By JENNIFER STEINHAUER | NEW YORK TIMES
Michal Czerwonka for The New York Times - Mitchell Summer, the dean of students at Florence Nightingale Middle School in Los Angeles, helps students cross the street
April 10, 2009 — LOS ANGELES — At 2:58 each weekday afternoon, the adults brace for traffic chaos at Florence Nightingale Middle School.
The bell sounds, and children dash to the left and right. Some bounce basketballs as they make their way to waiting cars — some parked illegally — backpacks swing perilously from side to side, and many pile into Metro buses idling two lanes deep. School administrators in bright orange vests move their charges gingerly through a crosswalk as the children try to hurl themselves toward burger joints across the street.
“You guys stink like moldy cheese,” barked Mitchell Summer, the dean of students, as he struggled to move the masses across a busy intersection with a broken traffic signal. “Come on, let’s go, let’s go!”
Michal Czerwonka for The New York Times Officials say narrow sidewalks and many more cars lead to dangers for students, who cross streets in the middle of blocks.

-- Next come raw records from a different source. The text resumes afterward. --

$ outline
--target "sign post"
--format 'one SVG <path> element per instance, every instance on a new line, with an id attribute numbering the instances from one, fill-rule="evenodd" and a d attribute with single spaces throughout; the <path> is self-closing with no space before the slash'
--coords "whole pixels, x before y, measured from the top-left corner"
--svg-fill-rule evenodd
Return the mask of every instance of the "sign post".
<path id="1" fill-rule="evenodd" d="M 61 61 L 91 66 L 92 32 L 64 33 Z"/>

Among the many worries of Los Angeles parents who pack their children off to school each day, traffic dangers have been looming larger in recent years.

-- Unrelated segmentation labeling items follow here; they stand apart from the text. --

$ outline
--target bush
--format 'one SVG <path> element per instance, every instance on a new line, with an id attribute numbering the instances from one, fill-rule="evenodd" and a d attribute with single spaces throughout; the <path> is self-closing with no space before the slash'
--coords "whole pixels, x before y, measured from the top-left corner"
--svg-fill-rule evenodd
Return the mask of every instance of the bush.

The number of serious traffic incidents involving schoolchildren across the 900 Los Angeles public schools has significantly increased, particularly around middle schools, which are not staffed by crossing guards, school administrators and law enforcement officials say. Last year, two eighth-grade girls in Wilmington, near the Port of Los Angeles, were hit by vehicles near school, and one girl was left partly paralyzed.
The traffic dangers have become so widespread that the Los Angeles City Attorney’s Office will soon begin training parents for volunteer traffic control and safety duty.

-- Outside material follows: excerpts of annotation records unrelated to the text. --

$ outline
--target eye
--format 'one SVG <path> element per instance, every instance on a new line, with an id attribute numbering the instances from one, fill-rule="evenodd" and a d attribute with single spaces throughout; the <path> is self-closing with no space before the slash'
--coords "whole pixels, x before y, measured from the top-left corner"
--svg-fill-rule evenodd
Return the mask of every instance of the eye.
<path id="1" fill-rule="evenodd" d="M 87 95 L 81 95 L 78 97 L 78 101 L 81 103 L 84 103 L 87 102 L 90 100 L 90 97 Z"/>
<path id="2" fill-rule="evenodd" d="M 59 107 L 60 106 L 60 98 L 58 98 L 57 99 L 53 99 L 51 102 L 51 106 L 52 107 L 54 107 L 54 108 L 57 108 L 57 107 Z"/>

“The problem is that there are not enough resources,” said Michelle McGinnis, a prosecutor in the office. “And those resources are diminishing.” Financing for crossing guards has decreased steadily over 15 years, and there is a lack of applicants for the jobs, school district officials said.
From January to November 2008, there were 153 traffic-related injuries around schools, which Los Angeles public school officials said was much higher than five years ago, though they could not provide data for prior years.
In recent years, traffic has become among the top three safety concerns in schools, said Michael Hopwood, the central operations coordinator for the Los Angeles Unified School District.
Increased traffic around schools has vexed other major cities, too. Nationwide, roughly 21 percent of morning traffic is generated by parents driving children to school, said Raquel Rivas, a spokeswoman for Safe Routes to School, a national organization formed to encourage walking and bicycling to school.
Traffic patterns around schools in Los Angeles have become clogged and often dangerous because of a large growth in student enrollment and an increase in the number of parents who ferry their children to and from school out of fear for their safety, Mr. Hopwood said. Especially in high-crime areas, parents are reluctant to let their children walk.
“It’s getting worse and worse each year,” said Brad Smith, an environmental health and safety officer at the school district, “because so many parents feel that they need to drop their kids at the front entrance of the school because they are concerned about harm.”
A school bus driver, Michelle Coleman, says middle schools are her biggest nightmare. “The parents park right here where the buses need to be,” Ms. Coleman said the other day outside Florence Nightingale, northeast of downtown Los Angeles.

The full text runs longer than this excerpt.